The centipede game is an extensive-form game in game thought right through which two avid players alternately get a possibility to take the larger percentage of a slowly emerging money stash. It is arranged so that if a player passes the stash to their opponent who then takes the stash, the player receives a smaller amount than if that that they had taken the pot.

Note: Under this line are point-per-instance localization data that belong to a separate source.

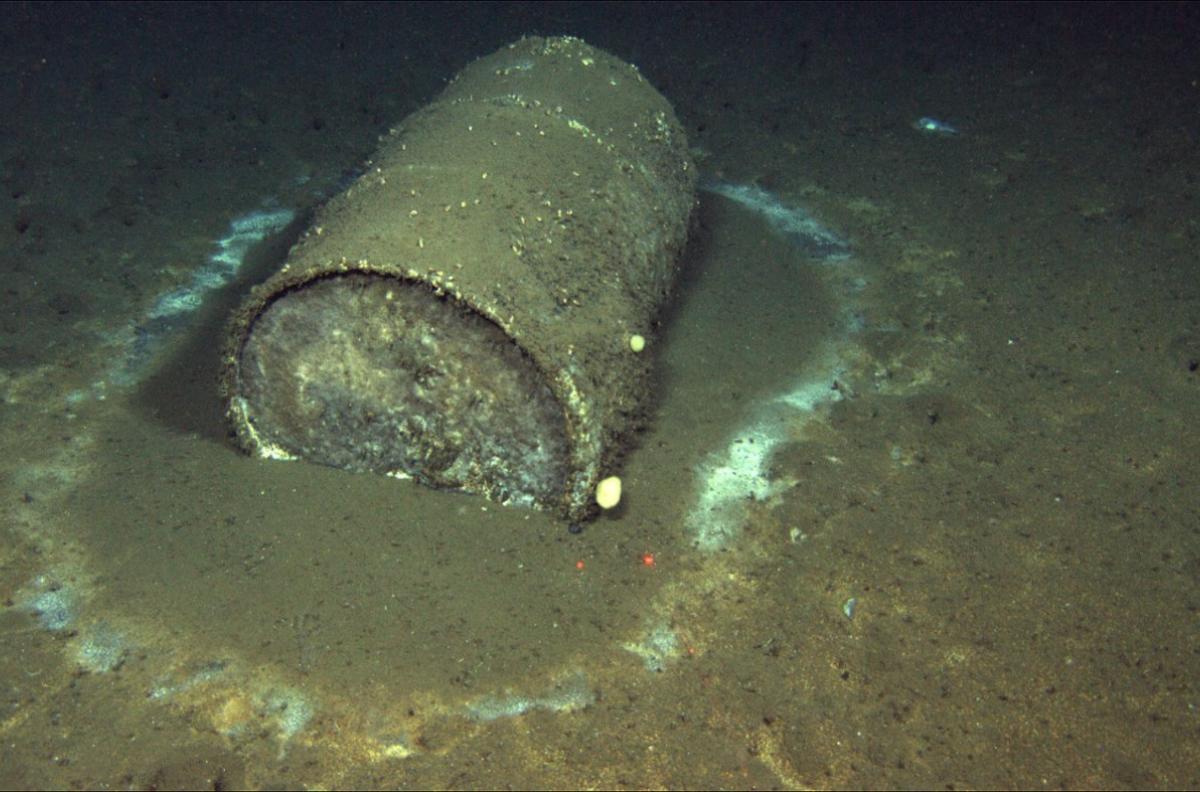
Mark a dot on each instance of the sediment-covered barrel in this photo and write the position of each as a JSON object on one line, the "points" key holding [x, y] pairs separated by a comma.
{"points": [[462, 312]]}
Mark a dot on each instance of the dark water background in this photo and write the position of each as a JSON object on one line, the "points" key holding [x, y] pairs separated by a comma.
{"points": [[1003, 497]]}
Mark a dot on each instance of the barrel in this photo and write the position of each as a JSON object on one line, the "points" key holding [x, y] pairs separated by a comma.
{"points": [[471, 311]]}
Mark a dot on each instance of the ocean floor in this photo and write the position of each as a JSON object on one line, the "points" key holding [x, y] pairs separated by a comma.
{"points": [[918, 505]]}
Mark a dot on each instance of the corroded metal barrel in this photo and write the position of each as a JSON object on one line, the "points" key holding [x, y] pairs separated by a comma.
{"points": [[462, 313]]}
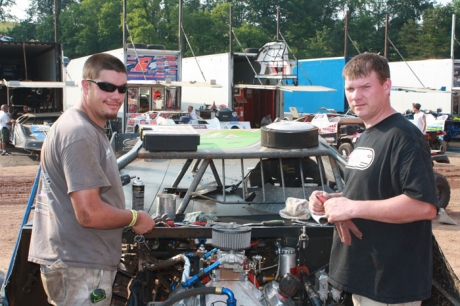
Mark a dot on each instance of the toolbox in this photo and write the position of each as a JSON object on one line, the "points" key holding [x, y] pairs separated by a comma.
{"points": [[179, 137]]}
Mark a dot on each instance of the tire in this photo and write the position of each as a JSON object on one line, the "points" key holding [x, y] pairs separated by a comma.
{"points": [[156, 47], [442, 190], [345, 149]]}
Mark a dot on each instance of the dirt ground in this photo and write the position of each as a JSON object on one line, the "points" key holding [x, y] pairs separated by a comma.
{"points": [[17, 174]]}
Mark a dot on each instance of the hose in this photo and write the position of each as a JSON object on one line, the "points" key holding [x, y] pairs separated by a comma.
{"points": [[231, 301], [171, 262], [315, 301]]}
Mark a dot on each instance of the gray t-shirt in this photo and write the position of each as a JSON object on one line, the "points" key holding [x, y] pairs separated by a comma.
{"points": [[76, 155]]}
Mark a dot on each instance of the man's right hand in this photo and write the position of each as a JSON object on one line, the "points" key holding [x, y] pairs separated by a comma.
{"points": [[345, 228], [144, 223], [315, 206]]}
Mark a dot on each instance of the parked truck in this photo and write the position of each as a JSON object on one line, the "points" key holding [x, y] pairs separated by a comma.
{"points": [[31, 74]]}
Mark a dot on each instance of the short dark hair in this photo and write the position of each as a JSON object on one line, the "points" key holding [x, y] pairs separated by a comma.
{"points": [[102, 61], [363, 64]]}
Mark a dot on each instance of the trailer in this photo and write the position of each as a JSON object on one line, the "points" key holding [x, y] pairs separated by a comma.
{"points": [[255, 82], [31, 74]]}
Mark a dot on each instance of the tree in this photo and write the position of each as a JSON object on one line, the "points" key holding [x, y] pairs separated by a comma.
{"points": [[5, 5]]}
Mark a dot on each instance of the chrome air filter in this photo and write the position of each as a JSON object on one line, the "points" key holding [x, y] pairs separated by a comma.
{"points": [[289, 135], [231, 236]]}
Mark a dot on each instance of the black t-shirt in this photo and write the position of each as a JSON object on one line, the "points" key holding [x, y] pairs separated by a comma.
{"points": [[393, 262]]}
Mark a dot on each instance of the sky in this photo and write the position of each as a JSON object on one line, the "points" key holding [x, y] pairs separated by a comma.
{"points": [[21, 6]]}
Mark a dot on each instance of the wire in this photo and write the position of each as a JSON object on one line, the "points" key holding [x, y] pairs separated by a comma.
{"points": [[405, 61], [193, 53], [253, 70], [354, 44]]}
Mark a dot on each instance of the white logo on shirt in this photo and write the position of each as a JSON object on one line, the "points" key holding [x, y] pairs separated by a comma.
{"points": [[361, 158]]}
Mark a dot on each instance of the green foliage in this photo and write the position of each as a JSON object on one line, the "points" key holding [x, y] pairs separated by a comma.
{"points": [[312, 28]]}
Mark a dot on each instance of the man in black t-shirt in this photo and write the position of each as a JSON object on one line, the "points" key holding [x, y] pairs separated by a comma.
{"points": [[381, 250]]}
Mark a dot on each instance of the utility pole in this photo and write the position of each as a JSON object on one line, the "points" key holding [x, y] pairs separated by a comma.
{"points": [[56, 20]]}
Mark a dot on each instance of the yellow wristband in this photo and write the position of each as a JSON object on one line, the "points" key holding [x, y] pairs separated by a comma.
{"points": [[134, 220]]}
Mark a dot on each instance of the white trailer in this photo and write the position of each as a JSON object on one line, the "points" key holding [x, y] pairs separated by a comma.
{"points": [[428, 82]]}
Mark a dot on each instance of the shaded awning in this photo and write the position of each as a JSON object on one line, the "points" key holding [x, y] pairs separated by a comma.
{"points": [[167, 84], [29, 84], [300, 88]]}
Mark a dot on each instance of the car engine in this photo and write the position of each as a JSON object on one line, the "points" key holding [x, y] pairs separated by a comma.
{"points": [[232, 267]]}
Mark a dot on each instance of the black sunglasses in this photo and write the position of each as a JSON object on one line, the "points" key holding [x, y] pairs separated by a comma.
{"points": [[109, 87]]}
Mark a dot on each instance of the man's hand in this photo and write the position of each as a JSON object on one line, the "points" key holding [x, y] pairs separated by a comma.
{"points": [[315, 206], [144, 223], [344, 228]]}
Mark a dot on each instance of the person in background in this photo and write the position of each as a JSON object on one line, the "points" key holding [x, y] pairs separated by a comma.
{"points": [[80, 210], [5, 127], [25, 110], [192, 113], [383, 216], [266, 120], [419, 117]]}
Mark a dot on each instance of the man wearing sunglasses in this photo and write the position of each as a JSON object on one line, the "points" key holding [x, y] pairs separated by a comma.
{"points": [[80, 207]]}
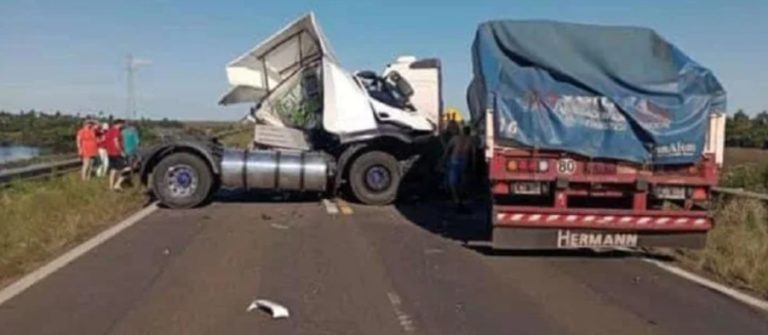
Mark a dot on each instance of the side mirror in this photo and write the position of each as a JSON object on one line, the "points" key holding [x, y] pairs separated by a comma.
{"points": [[367, 75], [402, 85]]}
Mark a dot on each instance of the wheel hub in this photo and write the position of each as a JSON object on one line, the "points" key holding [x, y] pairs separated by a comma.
{"points": [[182, 180], [377, 178]]}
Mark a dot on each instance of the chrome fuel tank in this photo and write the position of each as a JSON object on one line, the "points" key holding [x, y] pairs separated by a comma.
{"points": [[276, 169]]}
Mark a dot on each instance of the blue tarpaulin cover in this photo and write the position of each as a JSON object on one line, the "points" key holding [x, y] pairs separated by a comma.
{"points": [[602, 92]]}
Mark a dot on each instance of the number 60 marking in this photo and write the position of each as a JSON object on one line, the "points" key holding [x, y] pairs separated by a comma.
{"points": [[566, 166]]}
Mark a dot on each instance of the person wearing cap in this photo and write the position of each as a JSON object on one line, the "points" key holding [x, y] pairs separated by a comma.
{"points": [[113, 143], [87, 148]]}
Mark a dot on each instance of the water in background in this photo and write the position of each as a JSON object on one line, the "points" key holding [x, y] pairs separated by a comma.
{"points": [[17, 152]]}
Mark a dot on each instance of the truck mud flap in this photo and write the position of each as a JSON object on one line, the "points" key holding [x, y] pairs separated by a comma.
{"points": [[553, 238]]}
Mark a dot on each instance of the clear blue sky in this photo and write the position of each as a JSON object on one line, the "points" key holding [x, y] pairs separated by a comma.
{"points": [[70, 55]]}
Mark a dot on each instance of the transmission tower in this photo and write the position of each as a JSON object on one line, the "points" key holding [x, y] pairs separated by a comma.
{"points": [[131, 67]]}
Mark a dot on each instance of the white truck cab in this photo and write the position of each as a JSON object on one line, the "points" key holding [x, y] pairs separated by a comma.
{"points": [[317, 126]]}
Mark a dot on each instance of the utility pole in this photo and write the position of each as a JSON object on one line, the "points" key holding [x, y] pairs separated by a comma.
{"points": [[130, 108], [132, 65]]}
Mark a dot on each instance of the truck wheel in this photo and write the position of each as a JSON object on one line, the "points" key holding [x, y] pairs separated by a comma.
{"points": [[182, 180], [375, 178]]}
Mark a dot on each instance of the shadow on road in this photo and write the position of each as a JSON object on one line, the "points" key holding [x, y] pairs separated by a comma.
{"points": [[261, 196], [438, 216]]}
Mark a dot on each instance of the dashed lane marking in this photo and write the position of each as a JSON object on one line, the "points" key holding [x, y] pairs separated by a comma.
{"points": [[404, 319], [46, 270], [733, 293]]}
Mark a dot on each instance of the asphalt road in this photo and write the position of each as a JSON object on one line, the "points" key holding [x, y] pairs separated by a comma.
{"points": [[389, 270]]}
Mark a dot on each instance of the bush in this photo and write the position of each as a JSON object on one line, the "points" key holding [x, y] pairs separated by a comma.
{"points": [[750, 177], [737, 247]]}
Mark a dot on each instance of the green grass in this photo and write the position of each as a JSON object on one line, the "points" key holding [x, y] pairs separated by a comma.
{"points": [[737, 248], [241, 139], [41, 219]]}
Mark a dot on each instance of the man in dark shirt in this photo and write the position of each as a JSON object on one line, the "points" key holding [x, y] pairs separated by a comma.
{"points": [[113, 143]]}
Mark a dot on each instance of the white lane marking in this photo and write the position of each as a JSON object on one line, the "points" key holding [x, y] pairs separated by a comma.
{"points": [[404, 319], [276, 310], [344, 207], [62, 261], [330, 207], [738, 296]]}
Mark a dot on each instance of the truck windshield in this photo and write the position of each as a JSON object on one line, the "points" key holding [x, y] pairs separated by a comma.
{"points": [[383, 90]]}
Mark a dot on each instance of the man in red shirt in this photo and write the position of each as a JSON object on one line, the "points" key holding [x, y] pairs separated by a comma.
{"points": [[113, 143]]}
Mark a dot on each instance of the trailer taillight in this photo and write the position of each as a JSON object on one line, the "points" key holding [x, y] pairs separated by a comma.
{"points": [[527, 165], [699, 193]]}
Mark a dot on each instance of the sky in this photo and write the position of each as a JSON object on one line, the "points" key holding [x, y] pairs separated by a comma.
{"points": [[70, 55]]}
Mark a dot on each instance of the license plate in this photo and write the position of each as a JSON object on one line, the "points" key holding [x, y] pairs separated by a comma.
{"points": [[580, 239]]}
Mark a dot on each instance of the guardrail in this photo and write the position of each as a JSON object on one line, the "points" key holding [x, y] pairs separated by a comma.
{"points": [[52, 169], [41, 170], [738, 192]]}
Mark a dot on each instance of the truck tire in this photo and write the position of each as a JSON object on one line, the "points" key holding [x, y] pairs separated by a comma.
{"points": [[374, 178], [182, 180]]}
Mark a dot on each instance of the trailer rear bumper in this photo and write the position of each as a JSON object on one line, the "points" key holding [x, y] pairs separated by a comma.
{"points": [[517, 227], [564, 238]]}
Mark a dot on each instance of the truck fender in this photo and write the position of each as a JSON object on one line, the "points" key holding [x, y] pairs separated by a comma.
{"points": [[151, 157], [341, 163]]}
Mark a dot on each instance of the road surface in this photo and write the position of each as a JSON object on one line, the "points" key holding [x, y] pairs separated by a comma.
{"points": [[389, 270]]}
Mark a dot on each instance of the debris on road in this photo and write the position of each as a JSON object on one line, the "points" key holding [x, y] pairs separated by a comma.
{"points": [[432, 251], [330, 207], [276, 310], [344, 207]]}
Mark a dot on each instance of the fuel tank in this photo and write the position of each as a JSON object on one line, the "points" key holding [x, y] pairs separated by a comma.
{"points": [[276, 170]]}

The centipede game concludes as soon as a player takes the stash, with that player getting the larger portion and the other player getting the smaller portion. The game has a predefined total number of rounds, which can also be known to every player in advance.
Key Takeaways
- The centipede game is a game right through which two avid players exchange to take a percentage of an ever-increasing amount of cash.
- It is an forefront technique to the warfare between self-interest and mutual benefit.
- Inside the distinctive fashion of the centipede game, the avid players take turns deciding whether or not or to not assert the larger percentage of an ever-increasing pot.
- In most diversifications, the centipede game terminates after a suite number of rounds, providing an incentive for avid players to complete the game.
- Even supposing game thought signifies that self-interested avid players must end the game early, real-life trials in most cases have a tendency to continue for longer than expected.
Understanding the Centipede Game
While not as widely known since the famed Prisoner’s Catch 22 situation, the centipede game moreover highlights the warfare between self-interest and mutual benefit with which people wish to grapple. It was first introduced by means of economist Robert W. Rosenthal in 1982. The “centipede game” is so-called on account of its distinctive fashion consisted of a 100-move assortment.
For example, imagine the following fashion of the centipede game involving two avid players, Jack and Jill. The game starts with an entire $2 payoff. Jack goes first, and has to decide if he must “take” the payoff or “move.” If he’s taking, then he’ll get $2 and Jill gets $0, but if he passes, the decision to “take or pass” now must be made by means of Jill. The payoff is now upper by means of $2 to $4; if Jill takes, she’s going to get $3 and Jack gets $1, but if she passes, Jack gets to decide whether or not or to not take or move. If she passes, the payoff is upper by means of $2 to $6; if Jack takes, he would get $4, and Jill would get $2. If he passes and Jill takes, the payoff will build up by means of $2 to $8, and Jack would get $3 while Jill got $5.
The game continues in this vein. For every round n, the avid players take turns deciding whether or not or no longer or not to claim the prize of n+1, leaving the other player with a reward of n-1.
If every avid players always select to head, the game continues until the only centesimal round, when Jill receives $101 and Jack receives $99. Since Jack would have received $100 if he had ended the game at the 99th round, he would have had a financial incentive to complete the game earlier.
What does game thought be expecting? Using backward induction—the process of reasoning backward from the highest of a topic—game thought predicts that Jack (or the main player) will select to take on the very first flow and procure a $2 payoff.
In experimental analysis, on the other hand, only a very small percentage of subjects decided on to take on the very first flow. This discrepancy can have a variety of explanations. One the explanation why is that some individuals are altruistic, and wish to cooperate with the other player by means of always passing, reasonably than taking down the pot.
Another reason is that folks would in all probability simply be incapable of making the deductive reasoning essential to make the rational variety predicted by means of the Nash equilibrium. The fact that few other people take the stash on the very first flow is not too surprising, given the small size of the start payoff compared with the emerging payoffs as the game progresses.